Ad Widget

Collapse

Active checks and proxies periodically all go offline...

Collapse
X
 
  • Time
  • Show
Clear All
new posts
  • Jason
    Senior Member
    • Nov 2007
    • 430

    #1

    Active checks and proxies periodically all go offline...

    We've got a CentOS 7 front end zabbix server running Zabbix 2.4.8 with a postgres database running on a CentOS 6 server. The zabbix database is ~330GB for 30 days worth of data for ~800hosts.

    Periodically of the active agents and proxies drop offline for anything from 15 minutes to over an hour. Attached is an uptime graph showing 1 outage from tonight.

    Passive checks are still collected and there are no gaps in that data.

    All of the storage is on fast 15K SAS disks and all the monitoring I have show that latency is low.

    I thought it could be network related, but some of the hosts that are dropping offline are on the local network with the zabbix server and connect by IP address. There is a firewall rule on the host allowing all traffic in without restriction on the zabbix server port.

    There is nothing untoward showing up the zabbix-server log during these outages.
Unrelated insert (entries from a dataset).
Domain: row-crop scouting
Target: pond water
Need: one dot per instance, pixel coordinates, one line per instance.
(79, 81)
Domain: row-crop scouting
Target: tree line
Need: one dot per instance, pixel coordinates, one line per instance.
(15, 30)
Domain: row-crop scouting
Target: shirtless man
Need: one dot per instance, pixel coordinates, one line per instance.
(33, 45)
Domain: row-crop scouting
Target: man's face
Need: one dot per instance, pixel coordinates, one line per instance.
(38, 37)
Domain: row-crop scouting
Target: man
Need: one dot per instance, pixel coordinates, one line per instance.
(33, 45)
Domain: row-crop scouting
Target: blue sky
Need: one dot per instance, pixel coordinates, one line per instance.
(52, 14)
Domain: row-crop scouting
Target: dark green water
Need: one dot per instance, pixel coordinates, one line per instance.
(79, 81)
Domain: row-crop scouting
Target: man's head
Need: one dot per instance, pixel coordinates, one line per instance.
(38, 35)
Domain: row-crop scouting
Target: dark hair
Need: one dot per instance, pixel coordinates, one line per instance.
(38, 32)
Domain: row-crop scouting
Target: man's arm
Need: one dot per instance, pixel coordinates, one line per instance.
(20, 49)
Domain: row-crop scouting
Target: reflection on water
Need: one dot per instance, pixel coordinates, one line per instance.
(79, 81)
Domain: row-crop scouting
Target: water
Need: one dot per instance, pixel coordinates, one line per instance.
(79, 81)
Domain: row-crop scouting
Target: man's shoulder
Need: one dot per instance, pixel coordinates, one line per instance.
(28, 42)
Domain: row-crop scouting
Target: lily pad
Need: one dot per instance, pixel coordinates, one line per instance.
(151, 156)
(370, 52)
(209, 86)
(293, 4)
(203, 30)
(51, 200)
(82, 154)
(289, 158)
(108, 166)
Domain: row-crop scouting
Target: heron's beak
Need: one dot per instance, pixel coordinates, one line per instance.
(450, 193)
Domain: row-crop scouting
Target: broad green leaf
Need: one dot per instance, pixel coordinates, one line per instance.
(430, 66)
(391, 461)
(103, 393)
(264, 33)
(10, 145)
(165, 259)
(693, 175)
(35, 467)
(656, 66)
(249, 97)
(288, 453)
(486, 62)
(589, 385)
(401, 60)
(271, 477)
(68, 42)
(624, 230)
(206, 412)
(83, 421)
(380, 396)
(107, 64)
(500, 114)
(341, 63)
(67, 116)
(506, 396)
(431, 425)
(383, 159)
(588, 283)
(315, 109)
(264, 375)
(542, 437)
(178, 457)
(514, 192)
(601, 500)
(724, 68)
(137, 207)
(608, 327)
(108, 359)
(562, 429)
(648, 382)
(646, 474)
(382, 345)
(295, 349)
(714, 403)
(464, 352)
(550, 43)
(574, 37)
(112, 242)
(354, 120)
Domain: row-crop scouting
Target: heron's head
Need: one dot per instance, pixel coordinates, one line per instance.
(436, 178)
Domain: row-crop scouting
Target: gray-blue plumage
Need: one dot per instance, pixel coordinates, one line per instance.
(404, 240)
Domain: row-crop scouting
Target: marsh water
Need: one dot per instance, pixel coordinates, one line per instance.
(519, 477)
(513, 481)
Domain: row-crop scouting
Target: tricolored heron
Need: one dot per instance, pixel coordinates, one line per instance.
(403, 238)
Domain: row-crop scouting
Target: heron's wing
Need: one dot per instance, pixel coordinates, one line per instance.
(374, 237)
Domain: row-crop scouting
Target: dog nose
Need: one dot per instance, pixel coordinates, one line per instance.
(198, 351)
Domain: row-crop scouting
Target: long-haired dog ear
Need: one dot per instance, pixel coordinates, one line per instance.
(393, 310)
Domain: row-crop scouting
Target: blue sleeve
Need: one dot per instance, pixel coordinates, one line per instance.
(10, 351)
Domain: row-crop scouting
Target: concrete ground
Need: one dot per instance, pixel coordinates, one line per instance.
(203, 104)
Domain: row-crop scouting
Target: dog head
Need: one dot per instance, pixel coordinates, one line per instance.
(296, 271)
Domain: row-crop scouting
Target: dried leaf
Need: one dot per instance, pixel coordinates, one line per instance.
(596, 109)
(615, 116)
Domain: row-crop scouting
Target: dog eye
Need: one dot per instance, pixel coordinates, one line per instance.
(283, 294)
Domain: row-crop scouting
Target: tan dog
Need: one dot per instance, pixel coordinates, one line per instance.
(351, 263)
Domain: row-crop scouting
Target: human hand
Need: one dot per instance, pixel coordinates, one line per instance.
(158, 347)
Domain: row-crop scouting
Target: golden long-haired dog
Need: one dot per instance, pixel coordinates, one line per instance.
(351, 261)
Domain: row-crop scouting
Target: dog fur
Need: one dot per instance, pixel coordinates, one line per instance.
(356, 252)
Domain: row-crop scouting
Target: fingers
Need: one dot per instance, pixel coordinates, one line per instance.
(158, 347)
    Any thoughts on possible causes?
    Attached Files
  • batchenr
    Senior Member
    • Sep 2016
    • 440

    #2
    Originally posted by Jason
    We've got a CentOS 7 front end zabbix server running Zabbix 2.4.8 with a postgres database running on a CentOS 6 server. The zabbix database is ~330GB for 30 days worth of data for ~800hosts.

    Periodically of the active agents and proxies drop offline for anything from 15 minutes to over an hour. Attached is an uptime graph showing 1 outage from tonight.

    Passive checks are still collected and there are no gaps in that data.

    All of the storage is on fast 15K SAS disks and all the monitoring I have show that latency is low.

    I thought it could be network related, but some of the hosts that are dropping offline are on the local network with the zabbix server and connect by IP address. There is a firewall rule on the host allowing all traffic in without restriction on the zabbix server port.

    There is nothing untoward showing up the zabbix-server log during these outages.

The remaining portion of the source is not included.